Pikiranku mengembara padahal ini malam pertama keduaku.
Sudah aku ceritakan atas permintaan bapakku aku menikah lagi untuk kedua kalinya setelah menjanda dua tahun. Kalau pada pernikahan pertamaku aku menikah untuk membalas budi baik orang tua, kini aku bersedia menikah dengan laki-laki pilihan bapak karena aku tidak tega melihat tubuh bapak yang sudah ringkih itu.
Seperti kepada suami pertamaku, kepada suami keduaku ini pun aku tidak saling mengenal sebelumnya. Pun aku tidak mencintainya. Bayangan bakal seperti apa perjalanan rumah tanggaku yang kedua inipun sudah melekat dalam benakku. Bakal kandas di tengah gelombang kehidupan, setidaknya jalannya akan oleng diterjang banyak badai.
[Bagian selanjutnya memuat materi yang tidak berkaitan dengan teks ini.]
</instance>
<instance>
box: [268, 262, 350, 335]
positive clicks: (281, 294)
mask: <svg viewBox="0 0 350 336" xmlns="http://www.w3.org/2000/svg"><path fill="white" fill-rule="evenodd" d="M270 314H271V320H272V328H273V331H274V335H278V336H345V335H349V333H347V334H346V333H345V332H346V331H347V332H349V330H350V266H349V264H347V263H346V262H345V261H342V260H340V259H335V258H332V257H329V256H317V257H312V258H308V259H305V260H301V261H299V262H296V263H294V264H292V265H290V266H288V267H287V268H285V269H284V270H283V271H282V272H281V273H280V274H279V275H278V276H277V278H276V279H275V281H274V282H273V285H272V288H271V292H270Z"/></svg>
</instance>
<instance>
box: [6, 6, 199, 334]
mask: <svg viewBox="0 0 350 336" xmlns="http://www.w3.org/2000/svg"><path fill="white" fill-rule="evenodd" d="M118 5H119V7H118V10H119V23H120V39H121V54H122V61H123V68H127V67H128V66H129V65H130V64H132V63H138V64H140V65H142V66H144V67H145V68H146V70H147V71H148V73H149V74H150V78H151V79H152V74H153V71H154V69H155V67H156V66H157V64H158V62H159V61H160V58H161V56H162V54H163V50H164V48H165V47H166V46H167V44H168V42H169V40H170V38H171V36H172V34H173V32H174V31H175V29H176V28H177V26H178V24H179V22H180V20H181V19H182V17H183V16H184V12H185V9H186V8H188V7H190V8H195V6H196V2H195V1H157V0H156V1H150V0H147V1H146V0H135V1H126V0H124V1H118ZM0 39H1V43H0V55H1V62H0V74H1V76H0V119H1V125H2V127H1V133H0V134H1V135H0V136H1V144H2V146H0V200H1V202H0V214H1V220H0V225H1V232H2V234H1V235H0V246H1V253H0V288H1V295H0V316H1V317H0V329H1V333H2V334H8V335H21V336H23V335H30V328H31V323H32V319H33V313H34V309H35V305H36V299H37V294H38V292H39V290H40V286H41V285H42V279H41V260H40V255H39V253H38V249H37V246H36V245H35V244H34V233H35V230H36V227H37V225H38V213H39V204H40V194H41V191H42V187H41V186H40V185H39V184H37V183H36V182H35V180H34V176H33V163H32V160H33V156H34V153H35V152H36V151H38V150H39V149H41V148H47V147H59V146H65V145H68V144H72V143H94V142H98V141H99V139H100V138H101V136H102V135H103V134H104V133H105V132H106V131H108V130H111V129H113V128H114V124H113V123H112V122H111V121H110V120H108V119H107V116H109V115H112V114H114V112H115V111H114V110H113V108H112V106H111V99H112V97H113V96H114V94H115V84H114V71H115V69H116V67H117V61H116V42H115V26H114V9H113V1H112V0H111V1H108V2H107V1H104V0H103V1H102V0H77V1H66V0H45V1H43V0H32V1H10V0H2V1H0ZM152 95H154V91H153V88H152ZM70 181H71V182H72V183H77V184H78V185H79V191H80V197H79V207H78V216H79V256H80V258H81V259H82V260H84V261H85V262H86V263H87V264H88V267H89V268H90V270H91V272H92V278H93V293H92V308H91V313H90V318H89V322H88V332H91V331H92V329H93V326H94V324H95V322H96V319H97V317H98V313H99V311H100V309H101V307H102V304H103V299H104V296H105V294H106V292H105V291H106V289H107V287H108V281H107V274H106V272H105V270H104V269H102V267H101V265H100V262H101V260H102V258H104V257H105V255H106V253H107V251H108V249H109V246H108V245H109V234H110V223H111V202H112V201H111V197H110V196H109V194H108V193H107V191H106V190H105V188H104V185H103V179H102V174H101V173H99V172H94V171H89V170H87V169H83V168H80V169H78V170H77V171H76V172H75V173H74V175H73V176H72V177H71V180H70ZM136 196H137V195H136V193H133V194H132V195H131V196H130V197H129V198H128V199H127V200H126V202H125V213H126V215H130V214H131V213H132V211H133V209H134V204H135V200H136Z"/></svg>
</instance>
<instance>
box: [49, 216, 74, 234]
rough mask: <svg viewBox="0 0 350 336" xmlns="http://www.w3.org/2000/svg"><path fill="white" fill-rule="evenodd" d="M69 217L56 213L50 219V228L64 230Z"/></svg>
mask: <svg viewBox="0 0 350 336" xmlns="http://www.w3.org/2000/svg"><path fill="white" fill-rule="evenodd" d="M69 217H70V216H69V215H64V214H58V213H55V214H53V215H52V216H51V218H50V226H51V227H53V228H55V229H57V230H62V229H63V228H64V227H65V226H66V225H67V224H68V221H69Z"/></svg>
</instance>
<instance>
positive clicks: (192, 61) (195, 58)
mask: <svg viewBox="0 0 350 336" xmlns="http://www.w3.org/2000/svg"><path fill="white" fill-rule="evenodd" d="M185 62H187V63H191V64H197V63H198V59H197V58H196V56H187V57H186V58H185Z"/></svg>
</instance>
Aku hanya bisa pasrah menerima nasib seperti ini. Padahal sewaktu masih gadis dulu aku kepingin membangun rumah tangga dengan laki-laki pilihan hidupku. Aku menginginkan bersanding dengan laki-laki yang bisa ngemong seperti ibu atau laki-laki yang mengayomi seperti bapak yang sangat menyayangiku.
Impian tinggallah impian, kenyataan yang kuterima jauh panggang dari api.
Sejujurnya aku mempunyai seorang laki-laki impian saat ini. Bukan dari kalangan terhormat dan kaya raya seperti menantu impian orang tuaku. Dia dari kalangan biasa saja. Tidak seperti banyak lelaki yang mengejar-ngejarku yang suka pamer kekayaan mobil atau rumah besarnya. Bukan pula seperti banyak laki-laki yang mengajakku makan di restoran mewah.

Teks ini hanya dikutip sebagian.